These problems are well known and there are lots of ways to ameliorate them. It all revolves around the stateless event-driven nature of the web. The current solutions try to regain some statefulness. For example, many environments allow you to tag certain variables as 'persistent'.

Through the right kind of magic, the value of $yourName might then survive from name.html to car.html without the use of the hidden form input. It is also possible to unify the three files into one 'persistent class'. Every variable within that class is then 'persistent', and travels automatically from page to page.

However, all these tricks fail to do more than gloss over the problem. Each pageview is a whole new event. Each stage has to check if previous states behaved. Each stage must make sure that it cannot be fooled by accessing it at the wrong moment (which as mentioned before would allow us to skip the 'accident history' page).

Why not go back to the old days?

Compared to the many-Desks drama, the simple numbered program listed above sounds like heaven! Why did you ever move to this event driven nonsense? As mentioned, this is partly due to the 'dynamic page' paradigm, where some dynamic code is added to basically static webpages, ie, a clock telling you the current time.

Such pages are inherently 'desk oriented'. Also, as the computer science people can tell you, nothing is as efficient as stateless interrupt driven operations. While the user is filling out his form, say, in between index.html and name.html, no resources are consumed, save perhaps for the piece of paper we have to store - a few bytes.

The dynamic page paradigm is ridiculously efficient. Even a meager webserver could run millions of sessions this way - because there is no session to speak of. In the absence of other stimuli, no computer professional can resist the pull of perfect efficiency.

The listed program above has to wait for the user to fill out his form. This 'waiting' consumes resources - but not a lot. By the time you are driving enough traffic for this to matter, you will have other problems.

A new (or old!) paradigm: Synchronous Web Programming

The technical term for the simple program listing above is 'Synchronous'. It outputs a form and then waits, in place, for the user to respond.
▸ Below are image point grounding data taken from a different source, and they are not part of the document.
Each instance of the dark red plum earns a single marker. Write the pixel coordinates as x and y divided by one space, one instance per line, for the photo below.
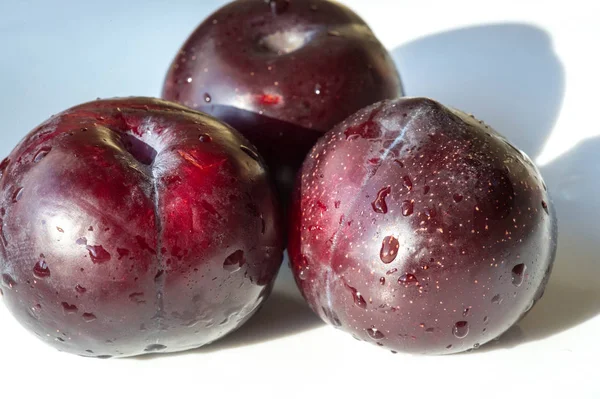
283 73
135 225
420 229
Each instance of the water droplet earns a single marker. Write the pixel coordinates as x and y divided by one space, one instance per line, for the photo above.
137 297
41 270
379 205
69 309
331 317
122 252
89 317
250 152
278 6
407 279
98 254
389 249
155 348
235 261
3 166
460 329
375 334
359 300
545 206
8 281
318 89
41 154
18 194
517 274
303 274
408 208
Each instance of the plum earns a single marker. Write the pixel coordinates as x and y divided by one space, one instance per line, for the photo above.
135 225
420 229
282 72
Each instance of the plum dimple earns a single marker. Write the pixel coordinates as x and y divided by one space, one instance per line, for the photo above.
288 80
443 225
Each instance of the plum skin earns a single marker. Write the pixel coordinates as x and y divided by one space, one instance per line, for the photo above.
420 229
283 73
135 225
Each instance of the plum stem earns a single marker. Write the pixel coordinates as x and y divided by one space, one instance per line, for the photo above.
399 139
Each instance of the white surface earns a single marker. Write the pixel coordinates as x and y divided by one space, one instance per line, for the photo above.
530 70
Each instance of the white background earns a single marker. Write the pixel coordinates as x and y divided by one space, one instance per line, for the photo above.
530 69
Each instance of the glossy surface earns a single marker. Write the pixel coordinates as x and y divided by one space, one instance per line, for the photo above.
283 73
420 229
135 225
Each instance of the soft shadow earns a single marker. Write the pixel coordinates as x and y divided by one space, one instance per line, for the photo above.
573 293
505 74
285 313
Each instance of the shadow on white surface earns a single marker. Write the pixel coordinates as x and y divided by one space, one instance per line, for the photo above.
509 75
285 313
506 74
573 294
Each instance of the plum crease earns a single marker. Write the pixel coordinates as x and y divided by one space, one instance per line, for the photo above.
399 139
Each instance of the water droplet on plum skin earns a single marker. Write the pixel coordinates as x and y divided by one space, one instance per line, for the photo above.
375 334
379 205
98 254
407 208
205 138
359 300
545 206
517 274
41 154
8 281
460 329
89 317
18 194
407 279
68 308
235 261
389 249
41 269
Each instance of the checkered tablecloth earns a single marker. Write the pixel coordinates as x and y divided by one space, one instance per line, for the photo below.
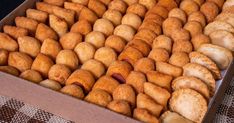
14 111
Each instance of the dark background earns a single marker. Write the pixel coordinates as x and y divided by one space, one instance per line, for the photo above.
7 6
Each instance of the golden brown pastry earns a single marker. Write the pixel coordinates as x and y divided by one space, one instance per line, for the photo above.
26 23
69 40
50 48
169 69
19 60
3 57
131 55
199 17
58 25
196 103
95 38
29 45
163 41
95 67
160 95
120 106
144 65
10 70
190 82
144 115
106 83
179 59
97 6
68 58
119 70
210 10
14 31
178 13
43 32
193 27
171 24
114 16
51 84
118 5
137 9
37 15
125 92
82 78
42 64
59 73
105 55
124 31
99 97
31 75
73 90
160 79
136 80
200 39
82 26
116 43
7 43
84 51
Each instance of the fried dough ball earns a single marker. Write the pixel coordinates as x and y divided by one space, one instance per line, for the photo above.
73 90
83 78
200 39
68 58
180 34
42 64
99 97
31 75
84 51
29 45
3 57
199 17
118 5
136 80
137 9
50 48
106 83
163 41
14 31
125 92
178 13
210 10
19 60
131 55
189 6
95 38
119 70
159 54
95 67
59 73
171 24
37 15
115 42
43 32
82 26
69 40
51 84
120 106
114 16
7 43
104 26
10 70
144 65
179 59
193 27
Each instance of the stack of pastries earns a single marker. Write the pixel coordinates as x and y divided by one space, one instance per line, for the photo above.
153 60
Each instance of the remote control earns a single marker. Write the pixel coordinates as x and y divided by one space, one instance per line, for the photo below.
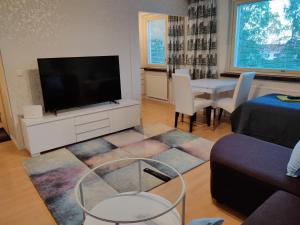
293 97
157 175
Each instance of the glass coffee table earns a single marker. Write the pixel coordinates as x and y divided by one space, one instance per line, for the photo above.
123 192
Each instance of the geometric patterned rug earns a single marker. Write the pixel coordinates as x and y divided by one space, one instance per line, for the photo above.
55 174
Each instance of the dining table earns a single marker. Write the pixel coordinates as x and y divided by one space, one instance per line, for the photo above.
213 87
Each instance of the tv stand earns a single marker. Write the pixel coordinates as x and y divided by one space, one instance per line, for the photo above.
54 131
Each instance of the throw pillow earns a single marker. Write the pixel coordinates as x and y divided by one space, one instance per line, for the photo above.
293 168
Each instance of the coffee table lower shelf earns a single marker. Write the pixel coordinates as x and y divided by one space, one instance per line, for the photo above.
133 206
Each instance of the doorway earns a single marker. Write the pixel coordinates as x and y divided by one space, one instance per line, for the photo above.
6 122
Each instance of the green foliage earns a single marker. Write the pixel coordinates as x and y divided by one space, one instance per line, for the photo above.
264 39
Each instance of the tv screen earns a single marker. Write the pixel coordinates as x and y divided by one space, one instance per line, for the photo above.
79 81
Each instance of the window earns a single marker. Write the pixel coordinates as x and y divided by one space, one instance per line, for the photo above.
156 41
266 35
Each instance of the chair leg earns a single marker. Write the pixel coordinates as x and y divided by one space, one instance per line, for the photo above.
192 120
220 114
208 115
176 118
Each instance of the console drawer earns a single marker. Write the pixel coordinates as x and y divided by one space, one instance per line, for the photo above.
92 134
90 118
92 126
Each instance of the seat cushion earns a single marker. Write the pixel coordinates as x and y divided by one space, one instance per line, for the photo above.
226 104
201 103
281 208
254 158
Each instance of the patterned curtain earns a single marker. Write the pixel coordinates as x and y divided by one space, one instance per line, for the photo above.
202 39
176 43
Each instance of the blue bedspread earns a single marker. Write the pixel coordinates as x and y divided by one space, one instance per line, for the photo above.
269 119
272 100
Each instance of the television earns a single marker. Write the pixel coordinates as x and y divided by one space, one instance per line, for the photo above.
79 81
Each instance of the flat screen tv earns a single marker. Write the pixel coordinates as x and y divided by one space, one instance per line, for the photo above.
79 81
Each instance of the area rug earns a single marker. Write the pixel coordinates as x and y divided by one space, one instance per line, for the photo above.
55 174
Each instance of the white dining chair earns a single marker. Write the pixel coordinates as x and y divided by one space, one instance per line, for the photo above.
240 95
181 71
185 101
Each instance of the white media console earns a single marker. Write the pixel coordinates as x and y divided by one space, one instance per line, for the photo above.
50 131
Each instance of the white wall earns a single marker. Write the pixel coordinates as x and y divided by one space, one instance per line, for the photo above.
31 29
259 87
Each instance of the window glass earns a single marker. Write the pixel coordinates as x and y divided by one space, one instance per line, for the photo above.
267 35
156 42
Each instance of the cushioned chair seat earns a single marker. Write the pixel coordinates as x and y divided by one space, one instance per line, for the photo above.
281 208
246 171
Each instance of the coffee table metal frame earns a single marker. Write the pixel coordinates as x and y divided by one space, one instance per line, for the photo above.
180 199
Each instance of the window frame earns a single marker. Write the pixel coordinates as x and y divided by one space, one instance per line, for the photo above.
146 18
232 68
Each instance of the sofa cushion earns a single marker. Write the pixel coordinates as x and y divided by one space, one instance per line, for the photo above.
264 161
293 168
281 208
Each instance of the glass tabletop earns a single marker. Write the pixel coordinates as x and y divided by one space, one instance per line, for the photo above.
121 191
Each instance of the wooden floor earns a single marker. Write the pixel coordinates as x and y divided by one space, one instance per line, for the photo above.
20 203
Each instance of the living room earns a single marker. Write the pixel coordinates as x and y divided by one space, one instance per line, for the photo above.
115 112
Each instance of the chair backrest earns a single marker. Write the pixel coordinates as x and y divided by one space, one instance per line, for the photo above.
182 71
183 95
242 88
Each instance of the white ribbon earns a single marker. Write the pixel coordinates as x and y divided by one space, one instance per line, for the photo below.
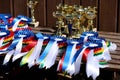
51 57
17 53
8 56
35 54
1 41
78 62
92 66
71 68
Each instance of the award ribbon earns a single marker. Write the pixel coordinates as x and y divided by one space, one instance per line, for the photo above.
36 52
52 54
84 36
65 62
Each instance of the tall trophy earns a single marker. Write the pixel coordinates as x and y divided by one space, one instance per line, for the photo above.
91 15
31 4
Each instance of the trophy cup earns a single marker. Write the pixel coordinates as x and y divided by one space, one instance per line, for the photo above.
60 22
79 20
31 4
90 15
68 15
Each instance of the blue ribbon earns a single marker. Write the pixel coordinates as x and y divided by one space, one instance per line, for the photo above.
87 34
25 19
70 28
68 52
5 31
47 49
3 17
86 45
27 33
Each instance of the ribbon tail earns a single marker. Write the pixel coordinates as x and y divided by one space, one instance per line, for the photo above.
25 58
78 62
17 50
8 56
1 41
51 57
35 53
92 66
71 67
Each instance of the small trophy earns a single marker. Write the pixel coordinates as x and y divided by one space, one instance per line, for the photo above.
91 15
31 4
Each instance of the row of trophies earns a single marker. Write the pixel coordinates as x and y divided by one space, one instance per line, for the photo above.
72 20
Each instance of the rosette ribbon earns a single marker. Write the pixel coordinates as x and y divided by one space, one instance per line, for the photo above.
48 57
32 55
65 63
84 36
103 53
16 45
4 21
37 50
19 19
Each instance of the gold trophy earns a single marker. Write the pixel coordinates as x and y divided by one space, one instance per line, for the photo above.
31 4
60 22
79 19
91 15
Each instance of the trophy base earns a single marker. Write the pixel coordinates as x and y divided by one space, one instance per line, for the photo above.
34 24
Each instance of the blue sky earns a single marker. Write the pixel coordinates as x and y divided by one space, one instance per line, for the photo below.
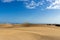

This paradigm is new for web programming, but is old hat for all other uses.

Over the past 30 years it has served us well. It is time for us to integrate the web into our current practices, and treat it no different from other programs.

A sample implementation exists which has already proven that the synchronous paradigm lends itself very well to webdesign. It is expected that existing script languages can be adapted to synchronous operations.

Some example code

  main()
  {
    string username;
    if(doUserPasswordCheck(&username)) {
      memberMenu();
    }
    print("Bye!");
    die(); // session will die after page is viewed   
  }

  bool doUserPasswordCheck(string *user)
  {
    while(true) {            // loop forever
      startTableForm();      // makes a pretty form in a table
      formInput("Your username","username");
      formPassword("Your password","password");
      formSubmit("Login!");
      formSubmit("Cancel"); 
      formEnd();
      
      readVariables(); // wait for user input

      if(buttonPressed("Cancel")) // user canceled
	return false; // not logged in

      if(getVar("username").empty())
	formError("username","<- must not be empty!"); // will be displayed on retry

      if(!userPassExists(getVar("username"),getVar("password")))
	print("Password/username did not match database! Try again: ;<p>\n");
      else {
        *user=getVar("username");
	return true;
      }
    }
    return false; // we never get here
  }

Hang on, this can never work!

You are a dinosaur.